When even liberal arts alumni fail to see the intrinsic value in a liberal arts education, we all have a problem.
He was convinced that today’s employers focus only on the hard skills of calculus and microeconomics, and have little regard for the soft skills of communication and critical thinking. Though part of him wanted his daughter to experience his liberal arts education, he felt she couldn’t afford that luxury.
It’s hard to know whether he’s right to be concerned. Many surveys indicate that employers want students to have the kinds of skills that are developed through liberal arts programs—including the 2018 “Fulfilling the American Dream: Liberal Education and the Future of Work” report (UBmag.me/err18), which was conducted by Hart Research Associates for the American Association of Colleges and Universities.

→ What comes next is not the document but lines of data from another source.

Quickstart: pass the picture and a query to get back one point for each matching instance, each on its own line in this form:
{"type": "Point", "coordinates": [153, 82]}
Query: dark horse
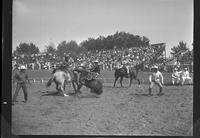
{"type": "Point", "coordinates": [94, 84]}
{"type": "Point", "coordinates": [133, 72]}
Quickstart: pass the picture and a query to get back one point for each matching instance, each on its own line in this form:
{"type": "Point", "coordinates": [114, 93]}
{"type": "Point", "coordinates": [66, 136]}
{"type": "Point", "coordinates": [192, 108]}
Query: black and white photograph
{"type": "Point", "coordinates": [102, 67]}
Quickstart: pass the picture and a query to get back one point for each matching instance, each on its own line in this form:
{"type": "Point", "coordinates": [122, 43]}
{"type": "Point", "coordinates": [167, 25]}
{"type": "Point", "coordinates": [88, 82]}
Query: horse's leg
{"type": "Point", "coordinates": [79, 87]}
{"type": "Point", "coordinates": [116, 78]}
{"type": "Point", "coordinates": [121, 79]}
{"type": "Point", "coordinates": [135, 77]}
{"type": "Point", "coordinates": [63, 89]}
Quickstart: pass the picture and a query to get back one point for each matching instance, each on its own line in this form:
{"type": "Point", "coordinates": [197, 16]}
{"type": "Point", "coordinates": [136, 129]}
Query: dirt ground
{"type": "Point", "coordinates": [118, 111]}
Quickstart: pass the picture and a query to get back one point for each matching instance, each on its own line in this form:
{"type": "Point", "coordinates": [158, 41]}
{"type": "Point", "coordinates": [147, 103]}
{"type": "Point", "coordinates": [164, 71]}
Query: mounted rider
{"type": "Point", "coordinates": [126, 67]}
{"type": "Point", "coordinates": [90, 73]}
{"type": "Point", "coordinates": [67, 62]}
{"type": "Point", "coordinates": [95, 67]}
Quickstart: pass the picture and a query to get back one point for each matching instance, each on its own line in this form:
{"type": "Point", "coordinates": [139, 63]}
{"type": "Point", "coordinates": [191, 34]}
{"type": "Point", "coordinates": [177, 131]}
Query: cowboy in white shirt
{"type": "Point", "coordinates": [156, 77]}
{"type": "Point", "coordinates": [175, 76]}
{"type": "Point", "coordinates": [185, 76]}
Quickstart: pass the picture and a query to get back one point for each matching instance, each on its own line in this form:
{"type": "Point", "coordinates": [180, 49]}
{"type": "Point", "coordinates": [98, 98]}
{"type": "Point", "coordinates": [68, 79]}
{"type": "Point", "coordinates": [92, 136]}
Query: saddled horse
{"type": "Point", "coordinates": [133, 72]}
{"type": "Point", "coordinates": [93, 83]}
{"type": "Point", "coordinates": [60, 78]}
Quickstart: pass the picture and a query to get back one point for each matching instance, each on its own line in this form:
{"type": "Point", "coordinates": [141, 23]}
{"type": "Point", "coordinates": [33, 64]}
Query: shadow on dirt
{"type": "Point", "coordinates": [51, 93]}
{"type": "Point", "coordinates": [88, 96]}
{"type": "Point", "coordinates": [137, 94]}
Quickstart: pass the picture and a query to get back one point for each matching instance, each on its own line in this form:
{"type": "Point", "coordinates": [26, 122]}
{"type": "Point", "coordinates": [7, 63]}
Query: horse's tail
{"type": "Point", "coordinates": [49, 82]}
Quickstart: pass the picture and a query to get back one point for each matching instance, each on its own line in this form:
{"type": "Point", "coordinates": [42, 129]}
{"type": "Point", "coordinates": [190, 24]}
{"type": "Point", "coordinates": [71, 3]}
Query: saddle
{"type": "Point", "coordinates": [91, 76]}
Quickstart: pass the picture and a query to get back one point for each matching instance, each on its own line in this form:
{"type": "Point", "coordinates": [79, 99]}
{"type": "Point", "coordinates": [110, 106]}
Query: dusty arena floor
{"type": "Point", "coordinates": [118, 111]}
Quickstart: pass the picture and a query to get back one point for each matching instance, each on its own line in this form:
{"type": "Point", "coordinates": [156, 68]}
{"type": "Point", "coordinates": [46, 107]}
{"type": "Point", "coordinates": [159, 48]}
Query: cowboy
{"type": "Point", "coordinates": [83, 67]}
{"type": "Point", "coordinates": [125, 66]}
{"type": "Point", "coordinates": [175, 76]}
{"type": "Point", "coordinates": [21, 78]}
{"type": "Point", "coordinates": [185, 76]}
{"type": "Point", "coordinates": [96, 67]}
{"type": "Point", "coordinates": [155, 77]}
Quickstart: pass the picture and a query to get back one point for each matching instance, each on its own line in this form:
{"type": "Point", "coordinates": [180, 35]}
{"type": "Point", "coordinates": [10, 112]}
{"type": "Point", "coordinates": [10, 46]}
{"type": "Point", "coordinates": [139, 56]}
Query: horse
{"type": "Point", "coordinates": [61, 78]}
{"type": "Point", "coordinates": [133, 72]}
{"type": "Point", "coordinates": [94, 84]}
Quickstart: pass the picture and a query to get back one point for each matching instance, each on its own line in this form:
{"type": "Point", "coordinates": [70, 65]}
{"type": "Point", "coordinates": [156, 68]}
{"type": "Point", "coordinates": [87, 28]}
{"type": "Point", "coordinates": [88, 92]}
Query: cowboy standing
{"type": "Point", "coordinates": [155, 77]}
{"type": "Point", "coordinates": [96, 67]}
{"type": "Point", "coordinates": [21, 78]}
{"type": "Point", "coordinates": [186, 76]}
{"type": "Point", "coordinates": [175, 76]}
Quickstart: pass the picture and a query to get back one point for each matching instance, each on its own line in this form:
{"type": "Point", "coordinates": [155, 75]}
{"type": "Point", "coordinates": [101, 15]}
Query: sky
{"type": "Point", "coordinates": [52, 21]}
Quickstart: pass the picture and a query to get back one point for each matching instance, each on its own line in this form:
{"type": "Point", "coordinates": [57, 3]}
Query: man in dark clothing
{"type": "Point", "coordinates": [96, 67]}
{"type": "Point", "coordinates": [21, 78]}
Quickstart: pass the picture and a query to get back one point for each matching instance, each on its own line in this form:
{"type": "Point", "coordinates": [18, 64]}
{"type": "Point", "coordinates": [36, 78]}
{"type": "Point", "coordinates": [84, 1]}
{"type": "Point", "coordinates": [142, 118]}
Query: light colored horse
{"type": "Point", "coordinates": [61, 78]}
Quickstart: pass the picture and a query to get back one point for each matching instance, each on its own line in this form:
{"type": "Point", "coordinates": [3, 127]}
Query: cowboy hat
{"type": "Point", "coordinates": [96, 61]}
{"type": "Point", "coordinates": [22, 67]}
{"type": "Point", "coordinates": [154, 67]}
{"type": "Point", "coordinates": [83, 64]}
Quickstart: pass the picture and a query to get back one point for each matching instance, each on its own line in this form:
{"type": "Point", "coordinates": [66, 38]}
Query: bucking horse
{"type": "Point", "coordinates": [61, 78]}
{"type": "Point", "coordinates": [90, 81]}
{"type": "Point", "coordinates": [133, 72]}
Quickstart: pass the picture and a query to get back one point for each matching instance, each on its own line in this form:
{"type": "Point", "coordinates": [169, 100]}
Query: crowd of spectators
{"type": "Point", "coordinates": [108, 59]}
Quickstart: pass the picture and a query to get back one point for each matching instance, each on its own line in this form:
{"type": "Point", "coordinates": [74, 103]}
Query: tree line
{"type": "Point", "coordinates": [119, 40]}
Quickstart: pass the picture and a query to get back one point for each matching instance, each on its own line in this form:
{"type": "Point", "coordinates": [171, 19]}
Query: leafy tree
{"type": "Point", "coordinates": [177, 51]}
{"type": "Point", "coordinates": [180, 47]}
{"type": "Point", "coordinates": [70, 47]}
{"type": "Point", "coordinates": [27, 49]}
{"type": "Point", "coordinates": [50, 48]}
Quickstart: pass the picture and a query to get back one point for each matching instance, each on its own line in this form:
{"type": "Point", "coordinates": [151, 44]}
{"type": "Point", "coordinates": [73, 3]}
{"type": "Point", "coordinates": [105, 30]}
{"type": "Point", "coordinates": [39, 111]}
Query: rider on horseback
{"type": "Point", "coordinates": [90, 73]}
{"type": "Point", "coordinates": [96, 67]}
{"type": "Point", "coordinates": [125, 66]}
{"type": "Point", "coordinates": [67, 61]}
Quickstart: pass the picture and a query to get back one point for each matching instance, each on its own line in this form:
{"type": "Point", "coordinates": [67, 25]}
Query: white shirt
{"type": "Point", "coordinates": [158, 77]}
{"type": "Point", "coordinates": [186, 74]}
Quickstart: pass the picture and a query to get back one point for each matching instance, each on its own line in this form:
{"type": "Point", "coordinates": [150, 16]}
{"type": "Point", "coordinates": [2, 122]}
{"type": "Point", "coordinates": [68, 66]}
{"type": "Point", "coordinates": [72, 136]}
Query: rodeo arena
{"type": "Point", "coordinates": [130, 91]}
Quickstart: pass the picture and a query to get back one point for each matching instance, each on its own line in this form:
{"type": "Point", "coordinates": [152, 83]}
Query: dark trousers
{"type": "Point", "coordinates": [24, 88]}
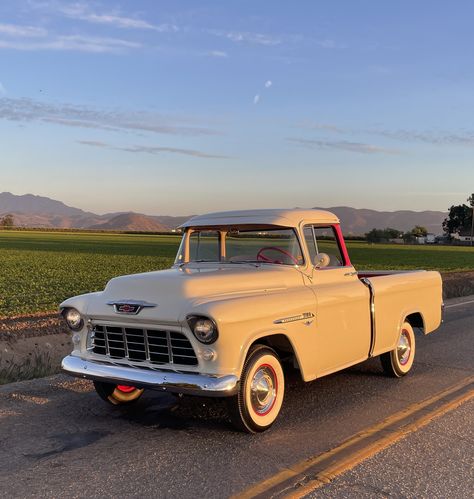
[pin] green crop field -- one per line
(40, 269)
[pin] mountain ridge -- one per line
(38, 211)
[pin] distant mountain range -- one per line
(37, 211)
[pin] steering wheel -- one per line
(262, 258)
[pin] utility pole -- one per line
(471, 202)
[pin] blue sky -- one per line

Yet other measures of student employability, such as the Collegiate Employment Research Institute’s “Recruiting Trends” report (UBmag.me/rt18), indicate that the market highly values specialized technical education. Today’s newly minted anthropology major, the report concludes, can expect to earn an average starting salary of $35,000, which is less than 60% of the $61,000 starting salary for a computer engineering major—a sizeable gap that can’t be ignored.

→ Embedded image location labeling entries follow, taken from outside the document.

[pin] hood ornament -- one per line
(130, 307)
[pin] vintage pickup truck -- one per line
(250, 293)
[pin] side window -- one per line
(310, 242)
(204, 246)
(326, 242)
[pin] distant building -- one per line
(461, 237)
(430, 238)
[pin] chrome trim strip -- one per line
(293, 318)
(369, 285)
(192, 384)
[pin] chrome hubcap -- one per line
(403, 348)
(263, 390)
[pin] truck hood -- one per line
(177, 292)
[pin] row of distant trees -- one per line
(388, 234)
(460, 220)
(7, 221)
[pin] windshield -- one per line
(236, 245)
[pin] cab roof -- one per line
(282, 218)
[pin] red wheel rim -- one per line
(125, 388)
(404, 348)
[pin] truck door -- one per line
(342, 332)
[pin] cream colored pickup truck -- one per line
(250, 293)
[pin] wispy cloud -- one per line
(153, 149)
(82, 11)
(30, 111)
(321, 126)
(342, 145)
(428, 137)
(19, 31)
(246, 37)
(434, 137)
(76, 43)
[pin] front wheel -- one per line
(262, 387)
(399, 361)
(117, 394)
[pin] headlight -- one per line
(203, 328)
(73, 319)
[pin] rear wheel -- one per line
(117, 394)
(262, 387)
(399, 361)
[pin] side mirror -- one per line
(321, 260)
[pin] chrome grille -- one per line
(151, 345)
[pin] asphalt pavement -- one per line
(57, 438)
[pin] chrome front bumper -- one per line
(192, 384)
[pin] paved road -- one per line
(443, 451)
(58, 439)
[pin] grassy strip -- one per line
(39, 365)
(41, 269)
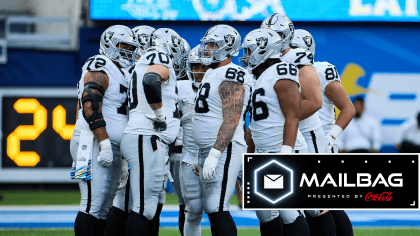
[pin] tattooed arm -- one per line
(232, 95)
(102, 79)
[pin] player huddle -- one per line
(140, 124)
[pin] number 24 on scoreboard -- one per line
(31, 132)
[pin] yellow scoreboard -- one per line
(36, 125)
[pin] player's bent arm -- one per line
(290, 103)
(77, 110)
(311, 91)
(96, 83)
(232, 95)
(153, 78)
(336, 93)
(249, 141)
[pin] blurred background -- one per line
(44, 44)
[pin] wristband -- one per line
(335, 131)
(215, 153)
(160, 114)
(286, 149)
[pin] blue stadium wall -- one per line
(382, 62)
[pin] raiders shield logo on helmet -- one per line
(176, 41)
(143, 39)
(230, 40)
(108, 35)
(262, 42)
(291, 28)
(308, 40)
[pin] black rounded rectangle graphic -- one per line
(336, 181)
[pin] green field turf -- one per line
(206, 232)
(48, 197)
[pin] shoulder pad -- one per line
(98, 63)
(282, 70)
(327, 73)
(299, 57)
(155, 57)
(232, 73)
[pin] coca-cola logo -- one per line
(380, 197)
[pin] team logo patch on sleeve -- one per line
(230, 40)
(308, 40)
(262, 42)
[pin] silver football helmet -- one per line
(282, 25)
(143, 33)
(303, 39)
(170, 42)
(181, 70)
(260, 45)
(218, 44)
(193, 58)
(110, 45)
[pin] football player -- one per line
(333, 95)
(276, 105)
(153, 124)
(103, 115)
(190, 187)
(176, 153)
(310, 124)
(123, 201)
(218, 124)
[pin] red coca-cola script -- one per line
(380, 197)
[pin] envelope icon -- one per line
(273, 181)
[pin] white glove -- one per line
(286, 149)
(331, 137)
(209, 167)
(159, 121)
(158, 124)
(124, 174)
(168, 172)
(195, 167)
(105, 156)
(187, 118)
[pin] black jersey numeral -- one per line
(201, 99)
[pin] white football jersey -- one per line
(298, 56)
(138, 123)
(301, 57)
(267, 119)
(114, 105)
(186, 97)
(327, 73)
(208, 105)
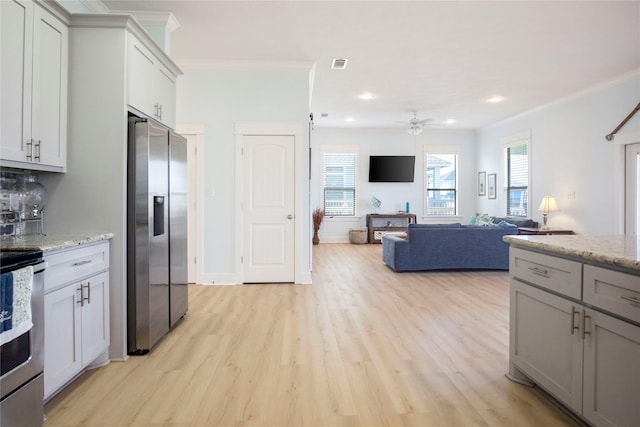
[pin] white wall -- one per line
(569, 154)
(219, 98)
(392, 195)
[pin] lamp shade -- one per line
(548, 204)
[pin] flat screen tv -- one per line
(391, 168)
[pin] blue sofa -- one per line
(448, 247)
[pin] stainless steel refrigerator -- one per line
(156, 233)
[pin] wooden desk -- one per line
(539, 231)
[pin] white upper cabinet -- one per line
(35, 46)
(151, 86)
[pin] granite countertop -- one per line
(617, 250)
(50, 242)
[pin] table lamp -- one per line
(547, 205)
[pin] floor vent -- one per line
(339, 64)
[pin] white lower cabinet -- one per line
(76, 314)
(587, 359)
(544, 343)
(611, 393)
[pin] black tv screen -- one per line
(391, 168)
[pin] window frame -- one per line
(339, 149)
(517, 140)
(435, 150)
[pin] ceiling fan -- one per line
(416, 125)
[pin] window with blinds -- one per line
(517, 173)
(339, 183)
(441, 184)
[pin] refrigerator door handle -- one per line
(158, 215)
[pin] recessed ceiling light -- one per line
(339, 63)
(495, 99)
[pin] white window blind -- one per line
(441, 184)
(517, 173)
(339, 183)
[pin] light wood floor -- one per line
(362, 346)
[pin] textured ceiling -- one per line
(441, 59)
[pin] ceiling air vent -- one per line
(339, 64)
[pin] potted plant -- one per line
(318, 216)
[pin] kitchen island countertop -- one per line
(50, 242)
(615, 250)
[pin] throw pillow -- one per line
(484, 220)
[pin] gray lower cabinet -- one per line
(584, 351)
(76, 312)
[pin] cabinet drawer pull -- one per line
(632, 299)
(88, 298)
(539, 271)
(573, 319)
(584, 325)
(36, 157)
(30, 150)
(81, 300)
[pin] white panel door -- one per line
(268, 208)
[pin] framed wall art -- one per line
(491, 185)
(482, 177)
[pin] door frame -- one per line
(302, 239)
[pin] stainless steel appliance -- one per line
(156, 234)
(22, 358)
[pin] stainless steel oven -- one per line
(22, 358)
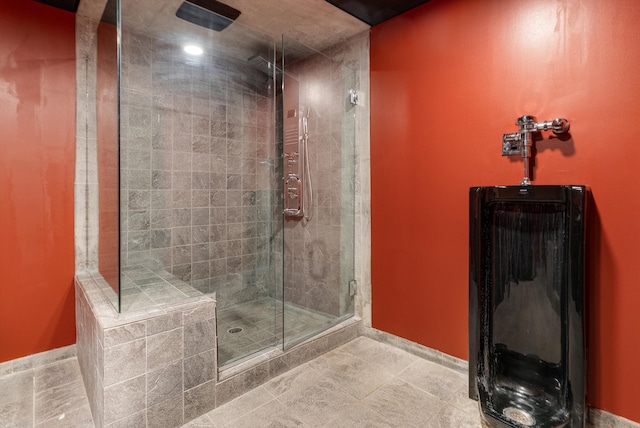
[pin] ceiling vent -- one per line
(210, 14)
(374, 12)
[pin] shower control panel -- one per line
(293, 193)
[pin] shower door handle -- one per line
(293, 196)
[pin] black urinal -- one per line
(526, 305)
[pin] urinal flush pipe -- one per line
(521, 142)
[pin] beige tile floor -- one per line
(48, 396)
(363, 383)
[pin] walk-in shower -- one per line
(192, 154)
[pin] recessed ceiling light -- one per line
(193, 50)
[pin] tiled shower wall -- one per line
(319, 253)
(197, 150)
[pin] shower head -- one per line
(210, 14)
(263, 64)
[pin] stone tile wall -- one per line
(197, 145)
(158, 368)
(154, 369)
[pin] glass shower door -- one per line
(318, 136)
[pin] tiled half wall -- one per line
(158, 368)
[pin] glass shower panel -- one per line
(197, 149)
(318, 122)
(107, 152)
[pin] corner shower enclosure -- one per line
(190, 176)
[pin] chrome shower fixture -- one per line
(521, 142)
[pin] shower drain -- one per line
(519, 416)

Despite strong statements from both academia and the corporate world, our students and parents are apprehensive. We parents are less willing to tolerate risks for our children that we gladly embraced at their age. The same protective impulses that lead us to insist on bicycle helmets and seat belts also lead us to push our children toward “safe” and “marketable” majors. The difference here is that the former has been shown to improve safety, while the latter impulse only appears to help.

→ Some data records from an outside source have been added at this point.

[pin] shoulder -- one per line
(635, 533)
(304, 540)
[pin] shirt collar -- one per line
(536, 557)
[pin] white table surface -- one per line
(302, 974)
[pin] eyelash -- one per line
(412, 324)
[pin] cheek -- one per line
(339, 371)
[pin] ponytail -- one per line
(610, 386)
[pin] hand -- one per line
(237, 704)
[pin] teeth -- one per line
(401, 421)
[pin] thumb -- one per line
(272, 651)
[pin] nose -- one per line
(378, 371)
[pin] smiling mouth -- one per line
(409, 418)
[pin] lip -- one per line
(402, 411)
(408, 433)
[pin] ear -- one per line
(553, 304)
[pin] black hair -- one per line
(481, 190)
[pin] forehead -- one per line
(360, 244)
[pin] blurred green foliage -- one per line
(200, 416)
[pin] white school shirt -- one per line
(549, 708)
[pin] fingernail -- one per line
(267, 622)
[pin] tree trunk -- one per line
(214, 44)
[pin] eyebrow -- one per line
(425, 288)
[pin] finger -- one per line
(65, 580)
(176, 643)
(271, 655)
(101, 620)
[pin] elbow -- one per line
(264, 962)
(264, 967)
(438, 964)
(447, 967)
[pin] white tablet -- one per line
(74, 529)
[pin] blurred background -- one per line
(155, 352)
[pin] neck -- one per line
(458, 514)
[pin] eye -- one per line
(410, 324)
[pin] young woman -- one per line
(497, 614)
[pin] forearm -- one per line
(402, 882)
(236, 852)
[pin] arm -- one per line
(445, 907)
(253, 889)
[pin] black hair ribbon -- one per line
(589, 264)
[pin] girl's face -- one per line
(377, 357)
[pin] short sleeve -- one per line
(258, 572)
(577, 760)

In fact, by not letting our students wander through the academic disciplines, we may be doing them a disservice. We may be depriving them of opportunities to see the world in multiple ways and to value the perspectives of other disciplines and cultures. The enduring value of a liberal arts education is no more obsolete now than when the father who called me graduated.
Ned Ladd is a professor of physics and astronomy at Bucknell University in Lewisburg, Pennsylvania.